15 Tonnen schwere Element werden versetzt
Jedes WELK-Element ist drei Meter hoch, 2.5 Meter lang und rund 15 Tonnen schwer. Der benötigte Kran zum Versetzen eines Elementes ist in die WELK-Brücke bereits integriert. Acht bis neun Elemente werden derzeit von der Welk-Versetzcrew um den Vorarbeiter Lukas Röllin täglich versetzt, das Erste bereits um sechs Uhr früh. Dazu müssen die Elemente mit einem eigens dafür konstruierten WELK-Transporter (Multi Service Gantry genannt MSG,) à je zwei Stück zur benötigten Stelle transportiert werden. Verantwortlich dafür ist die zuständige Subunternehmung, Kern-Tunneltechnik aus Lugano, welche auch die WELK-Brücke angefertigt hat. Nach dem Versetzen der Elemente wird die WELK-Brücke um gut 20 m verschoben. Links und rechts neben den WELK sind die beiden Vorarbeiter Armend Ymeri und Abilio da Silva am Werk. Es wird eingekiest, Entwässerungsleitungen werden eingeschalt und betoniert. Das Team von Polier Rafael Meier, wird dann am Nachmittag die ganze Fahrbahn aufschütten und den ersten Betonbelag einbauen. So werden rund 26 Lastwagen Kies und Beton täglich verbaut. Dann wird bereits die nächste WELK-Etappe vorbereitet. Tag für Tag.
Lärm und Staub im Westen des Tunnels
Am westlichsten, auf der anderen Seite des Tunnels befindet sich die Rückbaucrew, welche Decke, Fahrbahn und Fahrbahnsohle herausspitzt. Sehen tue ich davon nichts, der grollende Lärm, der uns durch den leeren Tunnel erreicht lässt jedoch erahnen, welche Kräfte da am Werk sind.

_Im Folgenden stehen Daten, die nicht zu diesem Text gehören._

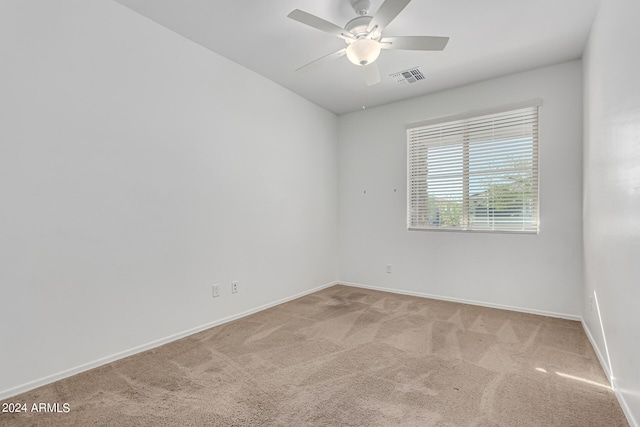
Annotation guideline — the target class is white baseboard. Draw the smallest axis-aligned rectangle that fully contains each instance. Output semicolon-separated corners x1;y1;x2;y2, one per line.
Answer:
581;320;613;387
0;282;338;400
338;282;582;321
582;320;640;427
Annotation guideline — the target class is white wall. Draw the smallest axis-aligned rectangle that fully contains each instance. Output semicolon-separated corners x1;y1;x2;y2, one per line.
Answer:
583;0;640;425
338;61;582;318
0;0;337;398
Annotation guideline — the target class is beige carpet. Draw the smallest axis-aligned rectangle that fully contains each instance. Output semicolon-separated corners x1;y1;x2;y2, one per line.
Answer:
0;286;628;427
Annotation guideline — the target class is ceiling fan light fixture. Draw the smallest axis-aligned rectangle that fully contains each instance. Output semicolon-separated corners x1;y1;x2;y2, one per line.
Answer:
347;38;381;66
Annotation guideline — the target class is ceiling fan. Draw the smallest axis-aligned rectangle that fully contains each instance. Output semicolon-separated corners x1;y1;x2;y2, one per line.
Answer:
287;0;449;86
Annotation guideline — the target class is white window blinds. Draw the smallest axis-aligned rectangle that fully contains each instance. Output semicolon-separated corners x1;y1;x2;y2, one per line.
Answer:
407;106;538;233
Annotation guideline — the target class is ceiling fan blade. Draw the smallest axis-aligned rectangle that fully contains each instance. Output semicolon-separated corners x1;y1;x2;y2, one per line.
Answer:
287;9;353;40
362;62;380;86
367;0;411;31
296;48;347;71
380;36;449;50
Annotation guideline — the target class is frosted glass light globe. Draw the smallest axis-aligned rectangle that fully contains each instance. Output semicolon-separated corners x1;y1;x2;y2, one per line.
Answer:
347;39;380;66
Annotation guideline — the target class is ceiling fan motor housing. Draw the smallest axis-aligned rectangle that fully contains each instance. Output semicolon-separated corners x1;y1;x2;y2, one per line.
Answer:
344;16;380;40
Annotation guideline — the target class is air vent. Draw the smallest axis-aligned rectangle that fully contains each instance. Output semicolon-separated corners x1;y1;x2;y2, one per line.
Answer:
389;67;424;85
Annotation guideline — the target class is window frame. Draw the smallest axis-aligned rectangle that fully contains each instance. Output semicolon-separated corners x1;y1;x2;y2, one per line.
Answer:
406;98;543;235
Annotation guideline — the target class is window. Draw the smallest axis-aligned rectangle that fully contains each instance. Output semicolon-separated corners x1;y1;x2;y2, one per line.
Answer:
407;103;538;233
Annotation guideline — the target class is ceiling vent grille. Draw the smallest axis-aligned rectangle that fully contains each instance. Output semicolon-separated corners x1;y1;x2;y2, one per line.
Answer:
389;67;424;85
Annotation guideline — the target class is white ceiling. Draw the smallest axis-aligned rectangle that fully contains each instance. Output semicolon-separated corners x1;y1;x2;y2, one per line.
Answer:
116;0;599;114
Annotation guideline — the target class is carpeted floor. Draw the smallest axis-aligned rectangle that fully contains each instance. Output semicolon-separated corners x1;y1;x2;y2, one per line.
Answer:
0;286;628;427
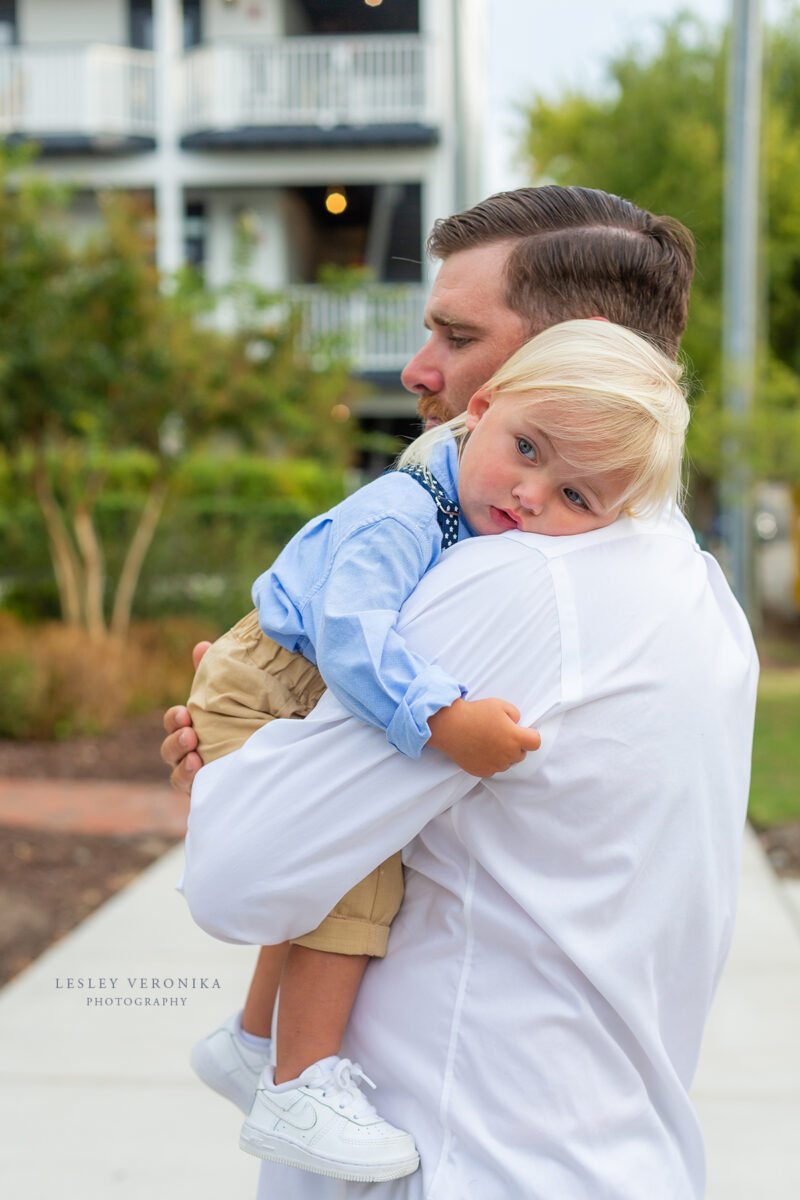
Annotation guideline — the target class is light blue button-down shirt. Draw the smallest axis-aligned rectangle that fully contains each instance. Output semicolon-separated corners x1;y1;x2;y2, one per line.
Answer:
253;440;471;758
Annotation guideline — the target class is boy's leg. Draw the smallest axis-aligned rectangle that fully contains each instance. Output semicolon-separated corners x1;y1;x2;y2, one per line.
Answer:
247;942;293;1036
239;854;420;1183
275;946;369;1084
275;854;403;1084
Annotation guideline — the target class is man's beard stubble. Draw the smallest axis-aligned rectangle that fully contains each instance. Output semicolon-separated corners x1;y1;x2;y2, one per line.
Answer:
416;392;451;430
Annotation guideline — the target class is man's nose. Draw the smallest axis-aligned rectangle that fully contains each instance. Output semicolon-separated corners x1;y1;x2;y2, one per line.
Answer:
401;342;445;396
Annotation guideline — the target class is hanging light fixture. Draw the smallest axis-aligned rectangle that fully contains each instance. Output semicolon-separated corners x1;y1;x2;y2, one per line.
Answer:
325;187;347;217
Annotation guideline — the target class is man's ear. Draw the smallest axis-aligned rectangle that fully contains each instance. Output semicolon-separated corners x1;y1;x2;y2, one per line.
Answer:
465;388;492;433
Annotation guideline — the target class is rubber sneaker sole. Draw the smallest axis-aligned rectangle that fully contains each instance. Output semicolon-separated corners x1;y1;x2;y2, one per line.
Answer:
239;1122;420;1183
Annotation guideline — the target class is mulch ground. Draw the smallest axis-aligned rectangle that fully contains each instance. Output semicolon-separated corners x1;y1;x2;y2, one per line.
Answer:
0;714;181;985
0;714;800;985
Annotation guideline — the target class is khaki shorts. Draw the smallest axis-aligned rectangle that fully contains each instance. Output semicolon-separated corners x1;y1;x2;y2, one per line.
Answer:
187;611;403;958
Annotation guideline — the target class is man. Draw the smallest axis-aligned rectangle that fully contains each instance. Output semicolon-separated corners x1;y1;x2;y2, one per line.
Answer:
164;188;756;1200
162;186;694;792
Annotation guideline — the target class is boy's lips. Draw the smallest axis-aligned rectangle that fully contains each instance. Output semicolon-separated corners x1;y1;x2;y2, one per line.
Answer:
489;504;521;529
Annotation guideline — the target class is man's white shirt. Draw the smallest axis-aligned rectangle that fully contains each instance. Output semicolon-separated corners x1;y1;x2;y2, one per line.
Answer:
184;515;757;1200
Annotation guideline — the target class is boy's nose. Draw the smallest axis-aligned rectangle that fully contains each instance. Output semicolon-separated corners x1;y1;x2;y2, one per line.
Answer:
512;480;548;516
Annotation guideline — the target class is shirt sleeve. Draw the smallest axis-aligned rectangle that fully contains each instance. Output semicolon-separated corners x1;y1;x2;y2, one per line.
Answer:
297;517;465;758
182;538;560;944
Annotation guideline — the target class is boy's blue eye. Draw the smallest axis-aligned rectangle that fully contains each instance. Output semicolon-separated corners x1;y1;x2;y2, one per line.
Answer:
564;487;589;509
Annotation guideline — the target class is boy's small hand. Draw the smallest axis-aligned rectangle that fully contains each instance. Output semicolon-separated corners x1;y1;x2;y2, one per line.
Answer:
428;697;542;779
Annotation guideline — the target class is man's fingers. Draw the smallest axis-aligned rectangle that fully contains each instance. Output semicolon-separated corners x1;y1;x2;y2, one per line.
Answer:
169;750;203;792
192;642;211;671
161;704;192;734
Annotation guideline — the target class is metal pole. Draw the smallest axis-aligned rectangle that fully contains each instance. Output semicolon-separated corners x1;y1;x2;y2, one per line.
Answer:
722;0;762;617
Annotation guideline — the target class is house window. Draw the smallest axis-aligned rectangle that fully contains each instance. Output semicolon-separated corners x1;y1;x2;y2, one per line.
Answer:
184;200;205;271
0;0;17;46
128;0;152;50
184;0;203;50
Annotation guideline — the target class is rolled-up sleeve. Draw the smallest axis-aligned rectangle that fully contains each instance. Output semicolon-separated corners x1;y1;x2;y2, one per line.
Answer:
303;517;465;758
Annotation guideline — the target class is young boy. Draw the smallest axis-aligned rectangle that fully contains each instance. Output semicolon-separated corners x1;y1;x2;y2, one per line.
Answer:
190;320;687;1180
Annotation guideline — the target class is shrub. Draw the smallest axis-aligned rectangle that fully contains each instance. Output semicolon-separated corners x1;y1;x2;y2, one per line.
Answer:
0;613;212;738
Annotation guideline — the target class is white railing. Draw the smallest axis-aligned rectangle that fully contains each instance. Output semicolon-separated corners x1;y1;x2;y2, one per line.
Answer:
288;283;428;371
184;34;432;133
0;46;156;138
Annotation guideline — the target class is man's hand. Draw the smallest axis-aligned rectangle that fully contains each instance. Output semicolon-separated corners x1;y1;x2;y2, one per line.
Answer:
428;698;542;779
161;642;211;792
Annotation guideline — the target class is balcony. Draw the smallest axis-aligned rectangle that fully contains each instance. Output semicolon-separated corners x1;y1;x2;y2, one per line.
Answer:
0;46;156;154
181;35;438;149
288;283;428;377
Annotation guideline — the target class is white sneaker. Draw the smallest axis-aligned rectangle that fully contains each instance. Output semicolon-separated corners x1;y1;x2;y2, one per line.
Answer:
239;1055;420;1183
190;1013;270;1114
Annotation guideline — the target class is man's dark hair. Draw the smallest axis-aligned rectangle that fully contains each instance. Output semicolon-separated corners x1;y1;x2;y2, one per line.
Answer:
428;185;694;358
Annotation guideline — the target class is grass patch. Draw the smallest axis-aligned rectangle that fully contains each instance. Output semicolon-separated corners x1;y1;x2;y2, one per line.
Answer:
750;667;800;829
0;612;217;739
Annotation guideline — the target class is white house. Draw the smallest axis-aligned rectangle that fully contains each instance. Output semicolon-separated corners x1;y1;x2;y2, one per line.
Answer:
0;0;482;453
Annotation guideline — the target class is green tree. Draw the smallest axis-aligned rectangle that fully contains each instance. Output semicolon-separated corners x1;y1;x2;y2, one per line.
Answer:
0;152;350;637
524;12;800;492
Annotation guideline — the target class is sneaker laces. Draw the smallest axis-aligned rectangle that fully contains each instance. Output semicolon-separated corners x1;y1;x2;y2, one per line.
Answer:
320;1058;378;1120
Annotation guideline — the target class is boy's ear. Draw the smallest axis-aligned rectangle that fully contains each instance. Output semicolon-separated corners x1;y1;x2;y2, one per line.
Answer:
465;388;492;432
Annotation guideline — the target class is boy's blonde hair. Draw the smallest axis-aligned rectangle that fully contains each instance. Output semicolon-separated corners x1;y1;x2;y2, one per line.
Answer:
398;319;688;516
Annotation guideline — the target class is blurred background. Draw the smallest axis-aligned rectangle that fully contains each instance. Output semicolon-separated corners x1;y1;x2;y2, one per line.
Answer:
0;0;800;961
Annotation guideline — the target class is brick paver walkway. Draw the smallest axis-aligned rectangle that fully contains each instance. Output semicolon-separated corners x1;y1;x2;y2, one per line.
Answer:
0;779;188;838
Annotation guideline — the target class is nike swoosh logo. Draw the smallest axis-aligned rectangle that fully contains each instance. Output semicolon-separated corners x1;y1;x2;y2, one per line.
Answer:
258;1090;317;1133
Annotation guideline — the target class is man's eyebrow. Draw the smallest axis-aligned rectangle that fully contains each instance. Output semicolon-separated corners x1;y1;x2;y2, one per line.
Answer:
425;312;481;334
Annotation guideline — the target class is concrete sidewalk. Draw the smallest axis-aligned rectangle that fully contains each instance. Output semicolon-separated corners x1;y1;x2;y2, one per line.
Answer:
0;834;800;1200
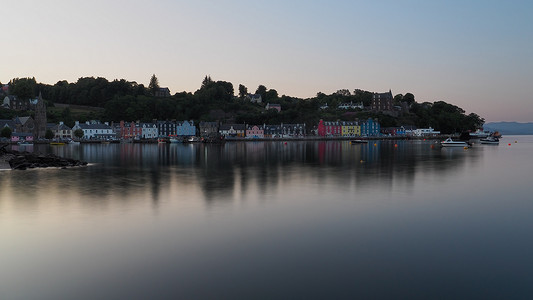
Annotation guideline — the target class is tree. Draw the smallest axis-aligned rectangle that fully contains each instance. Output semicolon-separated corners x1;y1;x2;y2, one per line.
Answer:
44;129;55;140
402;93;415;105
200;75;213;89
255;84;267;99
0;126;12;139
74;128;83;139
239;84;248;99
148;74;159;95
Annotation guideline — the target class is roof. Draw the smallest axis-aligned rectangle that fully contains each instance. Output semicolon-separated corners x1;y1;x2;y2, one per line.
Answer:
78;123;112;130
220;124;246;130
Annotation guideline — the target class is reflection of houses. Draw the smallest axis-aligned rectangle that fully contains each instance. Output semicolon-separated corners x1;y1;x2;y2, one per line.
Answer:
50;122;72;138
219;124;246;137
72;121;116;140
246;125;265;139
11;132;33;142
176;120;196;136
156;120;176;136
411;127;440;136
198;122;219;137
265;103;281;112
372;90;393;111
140;123;158;139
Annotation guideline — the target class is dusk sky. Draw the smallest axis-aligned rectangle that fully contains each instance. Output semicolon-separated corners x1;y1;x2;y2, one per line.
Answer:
4;0;533;122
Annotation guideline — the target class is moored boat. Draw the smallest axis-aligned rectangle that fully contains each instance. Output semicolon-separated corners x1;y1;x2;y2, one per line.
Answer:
440;138;470;148
350;140;368;145
479;136;500;145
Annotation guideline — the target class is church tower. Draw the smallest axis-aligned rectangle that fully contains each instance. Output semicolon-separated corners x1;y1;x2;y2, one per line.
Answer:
33;92;46;139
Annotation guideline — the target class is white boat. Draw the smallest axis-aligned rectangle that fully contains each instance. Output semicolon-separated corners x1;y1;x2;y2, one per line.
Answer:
470;129;492;139
440;138;470;148
479;136;500;145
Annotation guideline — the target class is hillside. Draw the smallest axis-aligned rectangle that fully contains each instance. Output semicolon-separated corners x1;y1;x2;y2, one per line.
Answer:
483;122;533;135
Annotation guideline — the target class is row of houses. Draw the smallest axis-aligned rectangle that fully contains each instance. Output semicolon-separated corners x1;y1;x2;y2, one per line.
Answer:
317;118;381;137
0;117;386;140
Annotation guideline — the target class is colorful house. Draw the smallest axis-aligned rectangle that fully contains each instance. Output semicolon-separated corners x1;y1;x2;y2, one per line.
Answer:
361;118;381;136
341;121;361;137
176;120;196;136
246;125;265;139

Zwei Jahre dauert die gesamte Sanierung der mittleren Röhre. Mitte 2025 ist sie abgeschlossen und die Bauarbeiter ziehen in die 1. Röhre um, wo das Prozedere dasselbe sein wird. Voraussichtlich Ende 2027 wird der Verkehr dann in allen drei Tunnelröhren ungehindert rollen können. Spätestens dann sollte der Stau am Gubrist endgültig Geschichte sein.
Box:
Sanierung Gubristtunnel 2. Röhre
Bauherr: Bundesamt für Strassen ASTRA
Bauzeit: 2023 – 2024
ARGE GUBRI: Implenia
Anliker AG Emmenbrücke
WALO Bertschinger
Zoran Kocev führt als Polier 36 Leute in seinem Team, bestehend aus Anliker- Implenia- und Walo Personal.
Die Anliker AG ist hauptsächlich für die Aufschüttung, den Werkleitungseinbau und den Fahrbahneinbau zuständig.
Die Werkleitungskanal- Elemente (WELK) werden mit ein einem speziellen Transportfahrzeug über die WELK-Brücke angeliefert.
Täglich werden acht bis neun WELK-Elemente à je 17 Tonnen mit dem in der WELK-Brücke integrierten Kran versetzt. Polier Zoran Kocev nutzt den Fluchtweg als Beobachtungsposten.
Der Einbau der Tunnel-Sohle gibt für den WELK-Ausbau den Takt vor.
Damit die Fahrzeuge im drei Kilometer langen Tunnel nicht lange Strecken rückwärtsfahren müssen, gibt es eine Drehscheibe, um die Fahrzeuge zu wenden.